Prediction markets derive their predictive value from the crowd (a.k.a. wisdom of the crowd). An example given by Suroweicki (2004): “If one asks a large enough number of people to guess the number of jelly beans in a jar, the averaged answer is likely to be very close to the correct number.” But how’s this theory used in practice?
Prediction markets are very applicable to political elections, and an important election is coming up. On the 8th of November a new president will be chosen in the USA. Hillary Clinton running as the democratic candidate, and Donald Trump for the republicans. In the images below the prediction markets for the presidential candidates are shown. What can we infer from this?
Source: http://predictwise.com/politics/2016-president-winner
The upper graph shows the probability of Clinton and Trump winning the presidential elections. The market predicts that at this moment, Clinton has a probability of 87% of becoming the (first female) president. Her probability of becoming president increased sharply after the first televised debate, as well as today’s news about Trump’s opinion towards women. The changes in the probabilities for Clinton winning can be seen more clearly in the graph below. The question underlying these probabilities is as follows: how much are you willing to pay to receive one dollar if Hillary Clinton is elected president? And vice versa: how much are you willing to pay to receive one dollar if Donald Trump is elected president? The dollar amounts (willingness to pay) the market reflects is the probability the crowd assigns to an event to occur.
Source: http://predictwise.com/politics/2016-president-winner
According to the market, Trump only has a chance of 13% of becoming the next president of the USA. What would your advice be based on the information above?

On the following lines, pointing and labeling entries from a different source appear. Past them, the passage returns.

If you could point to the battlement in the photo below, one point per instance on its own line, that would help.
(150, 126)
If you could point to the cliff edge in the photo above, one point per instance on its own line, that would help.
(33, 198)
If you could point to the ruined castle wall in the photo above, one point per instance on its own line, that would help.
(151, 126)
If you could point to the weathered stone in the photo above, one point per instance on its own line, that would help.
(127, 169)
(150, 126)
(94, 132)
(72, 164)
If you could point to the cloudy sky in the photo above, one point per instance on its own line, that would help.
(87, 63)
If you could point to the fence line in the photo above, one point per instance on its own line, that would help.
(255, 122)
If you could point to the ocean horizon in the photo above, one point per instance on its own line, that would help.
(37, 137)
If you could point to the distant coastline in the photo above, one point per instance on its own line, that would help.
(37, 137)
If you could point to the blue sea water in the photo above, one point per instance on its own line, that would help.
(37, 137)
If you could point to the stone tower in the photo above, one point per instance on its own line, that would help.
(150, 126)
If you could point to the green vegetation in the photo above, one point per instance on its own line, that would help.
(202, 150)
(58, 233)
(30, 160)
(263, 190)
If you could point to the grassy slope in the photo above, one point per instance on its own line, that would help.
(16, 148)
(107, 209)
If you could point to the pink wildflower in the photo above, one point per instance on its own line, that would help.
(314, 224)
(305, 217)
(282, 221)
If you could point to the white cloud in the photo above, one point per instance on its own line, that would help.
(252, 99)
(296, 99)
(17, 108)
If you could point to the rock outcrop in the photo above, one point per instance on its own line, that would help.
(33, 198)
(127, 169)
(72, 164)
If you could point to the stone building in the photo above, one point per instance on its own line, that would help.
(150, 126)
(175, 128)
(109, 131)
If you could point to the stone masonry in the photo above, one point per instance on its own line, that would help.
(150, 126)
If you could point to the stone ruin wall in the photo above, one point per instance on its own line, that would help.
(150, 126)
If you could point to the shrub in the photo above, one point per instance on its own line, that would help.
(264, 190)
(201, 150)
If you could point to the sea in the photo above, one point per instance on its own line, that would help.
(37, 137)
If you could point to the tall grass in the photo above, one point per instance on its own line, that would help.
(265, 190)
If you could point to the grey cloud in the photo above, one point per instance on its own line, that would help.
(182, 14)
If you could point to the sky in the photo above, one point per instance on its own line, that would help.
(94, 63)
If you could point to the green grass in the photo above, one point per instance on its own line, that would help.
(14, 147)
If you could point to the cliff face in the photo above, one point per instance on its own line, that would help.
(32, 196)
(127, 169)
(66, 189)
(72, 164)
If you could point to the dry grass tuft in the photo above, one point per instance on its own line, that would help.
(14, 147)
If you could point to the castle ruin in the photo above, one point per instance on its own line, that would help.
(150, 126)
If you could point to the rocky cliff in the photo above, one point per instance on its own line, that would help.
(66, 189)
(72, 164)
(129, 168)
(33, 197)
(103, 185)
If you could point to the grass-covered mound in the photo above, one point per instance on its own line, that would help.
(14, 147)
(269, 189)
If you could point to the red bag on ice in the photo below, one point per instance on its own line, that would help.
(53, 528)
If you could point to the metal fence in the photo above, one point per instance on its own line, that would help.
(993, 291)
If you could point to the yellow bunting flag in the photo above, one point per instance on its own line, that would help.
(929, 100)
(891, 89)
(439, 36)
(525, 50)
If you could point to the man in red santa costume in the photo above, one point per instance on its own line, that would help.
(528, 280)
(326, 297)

Should Trump suspend his campaign or is the crowd not getting it right this time?
References:
Surowiecki, R. (2004) Available at: http://www.diplomacy.edu/resources/books/reviews/wisdom-crowds-why-many-are-smarter-few
Dear David, thank you for your blog! While I truly hope that prediction markets are correct (which they have proven to be), I still wonder what will happen in the elections. Also, can only US citizins take part in the prediction markets you used as examples? Or can anyone around the world join?
Based on the article we had to read for IS, I believe prediction markets are a good indicator of what will happen during the elections. My advice based on the information above would be for Hillary to continue her campaign and convince more people to vote for her, as to limit the chance of Trump winning. While I hope the crowd is getting it right, I doubt Trump will stop his campaign solely based on prediction markets. Since prediction markets have been proven to be a good indicator, tho, it would very much come as a surprise to me if Trump was elected. However, Brexit for example also came as a surprise, so I guess we will just have to wait and see on the 8th of November…
Dear David thank you for your interesting blog post. Although you mentioned in your blog that according to the market Trump only has a 13% chance of being elected, I do think that the poll average is closer. Therefore I don’t think that Trump will be willing to stop his campaign because of the market predictions. Nonetheless, history has proven that the market is a good indicator and I truly hope that this is also the case for the upcoming election. I wonder how close the results will be.
Predictions move over time, and the crowd has it wrong from time to time. A very good recent example of this is the referendum whether Britain will remain a member of the European Union or not. The prediction markets expected the chance for Britain to remain in the EU to be well over 90% (http://andrewgelman.com/wp-content/uploads/2016/06/brexit-bremain.png) up untill the actual day of the referendum. Yet, as we all know, the leave camp won in the end. I would therefore not suggest Trump to suspend his campaign. Crowds can get it wrong from time to time.
Hi David, prediction algorithms are indeed really cool. We should however be careful to focus too much on those predictions. The most recent example where algorithms were completely off the track was during the Brexit referendum. All polls indicated that the UK wouldn’t withdraw from the European Union, and everyone knows what happened in the end.
Political polls are always difficult. Some subgroups in the population are not willing/able to participate in the polls, which is also happening in the Netherlands now. Some say that the DENK party will receive a considerable amount of votes, but the polls cannot confirm this due to the lack of Islamic/Turkish respondent. Therefore prediction models should be interpreted carefully in some cases!